Various Bible Commentaries on Women
Being Called the Weaker Vessel (1 Peter 3:7)
“as unto the weaker vessel” Weaker than the husbands, and that both in body and mind, as women usually are. In Scripture any instrument is called a vessel, and the wife is here called so, as being not only an ornament, but a help to the husband and family, Ge 2:18. This he adds as a reason why the husband should give honour to the wife, viz. her being the weaker vessel; weak vessels must be gently handled; the infirmities of children bespeak their pardon when they offend; and those members of the body which we think less honourable, on them we bestow more abundant honour, 1Co 12:23. It is a part of that prudence according to which men should dwell with their wives, to have the more regard to them because of their infirmities, (in bearing with them and hiding them), lest they should be discouraged, if they find their weakness makes them contemptible.

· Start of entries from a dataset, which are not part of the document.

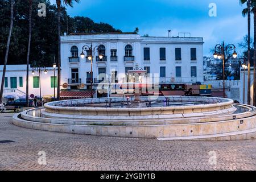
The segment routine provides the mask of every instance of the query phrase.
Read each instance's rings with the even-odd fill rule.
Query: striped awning
[[[183,90],[162,90],[161,92],[164,96],[184,96],[184,92]]]
[[[92,92],[92,95],[95,92]],[[60,98],[63,99],[79,99],[91,97],[90,91],[63,91],[60,92]]]

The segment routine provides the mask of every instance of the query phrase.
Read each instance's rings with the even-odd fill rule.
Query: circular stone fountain
[[[256,137],[255,107],[226,98],[141,97],[146,71],[136,65],[134,97],[61,101],[17,114],[13,123],[73,134],[159,140],[232,140]]]
[[[139,101],[139,102],[138,102]],[[130,103],[151,107],[127,107]],[[130,104],[129,104],[130,103]],[[256,110],[231,100],[196,97],[89,98],[47,103],[13,117],[17,126],[73,134],[159,140],[256,136]]]

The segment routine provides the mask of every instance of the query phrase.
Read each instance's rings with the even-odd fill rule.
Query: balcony
[[[92,83],[93,83],[93,80],[92,79]],[[90,84],[90,78],[86,78],[86,84]]]
[[[79,57],[69,57],[68,60],[69,63],[79,63]]]
[[[127,61],[133,62],[133,61],[134,61],[134,60],[135,60],[134,56],[124,56],[123,57],[123,60],[125,62],[127,62]]]
[[[68,78],[68,84],[81,84],[81,78]]]
[[[100,59],[98,56],[96,57],[97,62],[106,62],[107,60],[107,56],[104,56],[101,59]]]
[[[110,61],[117,61],[117,56],[111,56]]]
[[[86,57],[85,57],[85,61],[86,61],[86,62],[90,62],[90,60],[88,59],[88,56],[86,56]]]

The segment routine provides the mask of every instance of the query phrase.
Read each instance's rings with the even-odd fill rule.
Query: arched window
[[[131,45],[127,45],[125,48],[125,56],[131,57],[133,56],[133,47]]]
[[[104,56],[106,56],[106,48],[104,45],[100,45],[98,46],[98,54],[102,55]]]
[[[76,46],[73,46],[71,47],[71,57],[78,57],[78,48]]]

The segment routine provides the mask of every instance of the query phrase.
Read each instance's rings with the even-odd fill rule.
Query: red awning
[[[94,94],[95,92],[92,92],[92,94]],[[63,91],[60,92],[61,98],[90,98],[90,91]]]
[[[161,91],[164,96],[184,96],[184,92],[182,90]]]

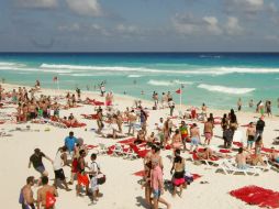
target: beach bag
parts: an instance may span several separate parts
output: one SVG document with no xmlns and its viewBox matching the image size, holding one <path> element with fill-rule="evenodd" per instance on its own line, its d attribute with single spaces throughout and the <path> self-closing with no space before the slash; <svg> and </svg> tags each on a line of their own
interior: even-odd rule
<svg viewBox="0 0 279 209">
<path fill-rule="evenodd" d="M 19 204 L 21 204 L 21 205 L 24 204 L 24 197 L 23 197 L 22 189 L 21 189 L 21 193 L 20 193 Z"/>
<path fill-rule="evenodd" d="M 45 197 L 45 208 L 48 209 L 48 208 L 52 208 L 56 202 L 56 198 L 55 196 L 49 193 L 49 191 L 46 191 L 46 197 Z"/>
<path fill-rule="evenodd" d="M 98 185 L 103 185 L 104 183 L 105 183 L 105 175 L 102 174 L 102 173 L 98 174 L 98 176 L 97 176 L 97 184 Z"/>
</svg>

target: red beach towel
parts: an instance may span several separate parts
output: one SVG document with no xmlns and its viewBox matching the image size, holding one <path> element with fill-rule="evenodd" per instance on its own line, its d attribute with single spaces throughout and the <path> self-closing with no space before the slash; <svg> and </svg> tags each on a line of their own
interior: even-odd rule
<svg viewBox="0 0 279 209">
<path fill-rule="evenodd" d="M 119 141 L 119 143 L 121 143 L 121 144 L 131 144 L 131 143 L 134 143 L 135 140 L 136 140 L 135 138 L 130 138 L 130 139 L 126 139 L 126 140 Z"/>
<path fill-rule="evenodd" d="M 260 208 L 279 208 L 279 193 L 258 186 L 252 185 L 232 190 L 230 195 L 249 205 L 257 205 Z"/>
</svg>

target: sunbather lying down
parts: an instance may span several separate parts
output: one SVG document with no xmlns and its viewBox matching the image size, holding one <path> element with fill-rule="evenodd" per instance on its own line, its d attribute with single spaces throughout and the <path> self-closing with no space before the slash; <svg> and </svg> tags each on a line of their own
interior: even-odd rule
<svg viewBox="0 0 279 209">
<path fill-rule="evenodd" d="M 223 153 L 217 153 L 210 147 L 200 148 L 197 153 L 200 160 L 211 160 L 211 158 L 231 158 L 232 156 Z"/>
<path fill-rule="evenodd" d="M 122 139 L 122 138 L 126 138 L 127 135 L 125 134 L 115 134 L 115 139 Z M 101 135 L 101 138 L 112 138 L 113 139 L 113 134 L 112 133 L 103 133 Z"/>
</svg>

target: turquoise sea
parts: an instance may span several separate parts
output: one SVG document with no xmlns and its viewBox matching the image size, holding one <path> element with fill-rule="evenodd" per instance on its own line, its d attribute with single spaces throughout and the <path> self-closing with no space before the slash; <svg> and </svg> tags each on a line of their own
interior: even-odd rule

— Comment on 1 Peter 3:7, from English Annotations on the Holy Bible by Matthew Poole (1624 – 1679)
“Here “the weaker”; being so for the most part, both as to strength of body, and endowments of mind; and therefore to be used gently and tenderly, and not be treated with neglect and contempt, or with inhumanity and severity; but as, in every state and condition, the strong are to bear the infirmities of the weak; so a man should bear with, and accommodate himself to the infirmities of his wife, and hide them as much as he can, and not expose them, nor despise her on account of them.”
— Comment on 1 Peter 3:7, from Exposition of the Bible by John Gill (1697-1771)
“It is usual in Scripture to compare man in general unto a vessel: see 1 Samuel 21:5; 1 Thessalonians 4:4; 2 Corinthians 4:7. Hence the woman is called the weaker vessel, because generally she is weaker, both in the faculties of her soul, and the constitution of her body. And in that she is called the weaker vessel, thereby is implied the reason wherefore husbands must so carry themselves…Weaker vessels, as those of glass and earth, we use carefully and tenderly: and so husbands should carry themselves toward their wives.”
— Comment on 1 Peter 3:7 from Annotations Upon All the Books of the Old and New Testament (1645)
This work was also popularly known as the Westminster Annotations, as over half of the commentators were Westminster divines.